南宋德祐二年(1276年)正月,临安城外,元军铁骑如黑云压城,城内的南宋朝廷已如风中残烛,五岁的宋恭帝赵㬎在太皇太后谢道清的主持下,准备献表出降,在这亡国前夕的混乱中,一个七岁的孩子被一队忠臣护卫着,趁夜色悄悄逃出临安,一路向南,这个孩子,就是赵昰,南宋的末代皇帝之一,一个注定漂泊、最终客死他乡的“浮萍皇帝”。

赵昰的命运从他逃出临安的那一刻起,就被注定了悲剧的色彩,他是宋度宗的庶长子,本无缘皇位,却在国破家亡之际,被迫成为抗元的一面旗帜,在忠臣陆秀夫、张世杰、陈宜中等人的扶持下,赵昰在福州登基,改元景炎,试图延续赵宋的国祚,这个小小的朝廷,不过是惊涛骇浪中的一叶扁舟,随时可能倾覆。
赵昰的朝廷,是一个“海上朝廷”,元军步步紧逼,南宋的军队节节败退,福州失守后,赵昰一行乘船从海路南下,流亡于泉州、潮州、惠州之间,他们像浮萍一样,被元军的追击和水上的风暴卷来卷去,海上的生活异常艰苦,船上的空间狭小,食物和水都极为匮乏,赵昰只是一个七八岁的孩子,他本该在宫中读书习礼,享受童年,却被迫在咸湿的海风中,在甲板上颠簸,在惊恐与不安中度日,史书记载,赵昰曾因海上风浪大惊,得了惊风之症,这为他的早逝埋下了伏笔。

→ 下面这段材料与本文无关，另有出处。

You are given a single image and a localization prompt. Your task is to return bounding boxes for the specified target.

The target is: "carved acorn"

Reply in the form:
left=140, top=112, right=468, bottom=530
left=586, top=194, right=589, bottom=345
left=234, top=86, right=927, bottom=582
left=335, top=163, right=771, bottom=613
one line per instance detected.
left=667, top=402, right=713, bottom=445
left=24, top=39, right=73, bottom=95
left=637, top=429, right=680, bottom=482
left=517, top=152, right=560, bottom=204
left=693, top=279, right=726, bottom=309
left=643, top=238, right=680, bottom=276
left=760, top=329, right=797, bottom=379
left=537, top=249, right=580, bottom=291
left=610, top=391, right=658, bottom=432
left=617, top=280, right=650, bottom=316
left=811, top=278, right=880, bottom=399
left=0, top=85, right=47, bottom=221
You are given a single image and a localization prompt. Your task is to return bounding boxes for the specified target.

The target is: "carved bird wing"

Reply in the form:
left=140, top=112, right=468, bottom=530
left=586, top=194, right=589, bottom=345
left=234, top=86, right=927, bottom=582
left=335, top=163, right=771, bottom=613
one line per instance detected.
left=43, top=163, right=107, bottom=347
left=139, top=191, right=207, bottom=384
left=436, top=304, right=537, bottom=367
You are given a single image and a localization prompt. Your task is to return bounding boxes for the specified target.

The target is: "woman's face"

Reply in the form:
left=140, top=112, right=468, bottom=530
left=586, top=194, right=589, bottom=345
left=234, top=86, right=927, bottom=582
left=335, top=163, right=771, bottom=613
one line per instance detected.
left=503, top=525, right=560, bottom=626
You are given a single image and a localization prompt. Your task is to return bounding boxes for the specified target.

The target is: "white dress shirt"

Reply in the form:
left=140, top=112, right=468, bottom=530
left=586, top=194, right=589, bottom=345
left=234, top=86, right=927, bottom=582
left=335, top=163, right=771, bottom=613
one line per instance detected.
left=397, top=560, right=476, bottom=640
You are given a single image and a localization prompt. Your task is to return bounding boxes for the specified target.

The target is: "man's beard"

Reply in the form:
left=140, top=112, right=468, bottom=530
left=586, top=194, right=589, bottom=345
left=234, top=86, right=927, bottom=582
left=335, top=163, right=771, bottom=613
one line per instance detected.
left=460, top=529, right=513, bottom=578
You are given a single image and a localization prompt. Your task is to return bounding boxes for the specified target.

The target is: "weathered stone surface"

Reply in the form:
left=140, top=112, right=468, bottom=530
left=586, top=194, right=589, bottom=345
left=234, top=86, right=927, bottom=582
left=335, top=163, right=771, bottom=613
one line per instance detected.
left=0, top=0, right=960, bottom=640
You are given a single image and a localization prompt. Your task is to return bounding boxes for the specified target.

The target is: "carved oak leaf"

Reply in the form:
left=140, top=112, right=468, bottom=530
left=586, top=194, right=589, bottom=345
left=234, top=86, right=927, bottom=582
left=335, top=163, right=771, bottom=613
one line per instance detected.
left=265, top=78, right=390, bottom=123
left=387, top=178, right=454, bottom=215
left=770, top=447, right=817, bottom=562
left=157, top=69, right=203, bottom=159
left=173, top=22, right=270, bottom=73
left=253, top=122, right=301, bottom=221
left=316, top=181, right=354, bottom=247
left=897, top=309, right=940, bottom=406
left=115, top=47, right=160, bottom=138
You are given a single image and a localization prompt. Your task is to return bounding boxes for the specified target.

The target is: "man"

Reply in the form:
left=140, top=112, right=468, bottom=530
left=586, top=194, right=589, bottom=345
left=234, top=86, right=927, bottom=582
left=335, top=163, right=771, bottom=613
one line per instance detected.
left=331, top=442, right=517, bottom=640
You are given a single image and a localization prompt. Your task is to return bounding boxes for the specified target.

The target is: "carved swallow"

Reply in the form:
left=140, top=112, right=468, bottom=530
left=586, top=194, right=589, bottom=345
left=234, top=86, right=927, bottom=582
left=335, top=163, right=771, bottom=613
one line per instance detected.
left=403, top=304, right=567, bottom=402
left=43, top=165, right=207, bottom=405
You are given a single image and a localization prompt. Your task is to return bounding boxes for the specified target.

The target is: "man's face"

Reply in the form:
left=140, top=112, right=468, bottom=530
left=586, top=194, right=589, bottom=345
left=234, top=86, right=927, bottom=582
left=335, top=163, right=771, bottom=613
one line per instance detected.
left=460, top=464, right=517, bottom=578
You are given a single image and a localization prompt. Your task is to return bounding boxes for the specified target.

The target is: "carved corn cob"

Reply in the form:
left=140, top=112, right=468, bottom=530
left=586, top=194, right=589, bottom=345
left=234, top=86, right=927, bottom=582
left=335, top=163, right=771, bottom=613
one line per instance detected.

赵昰的皇帝身份,与其说是权力,不如说是负担,他就像一面旗帜,被抗元力量高高举起,用以号召天下,这面旗帜能激励士人,也能成为敌人集中打击的目标,元军对赵昰的追捕从未停止,他们深知,只要抓住这个“小皇帝”,就能彻底扑灭南宋遗民的反抗之火,在逃亡途中,赵昰的朝廷内部也并非铁板一块,陈宜中与张世杰、陆秀夫之间的争执,文臣与武将之间的龃龉,让这个流亡政权更加脆弱。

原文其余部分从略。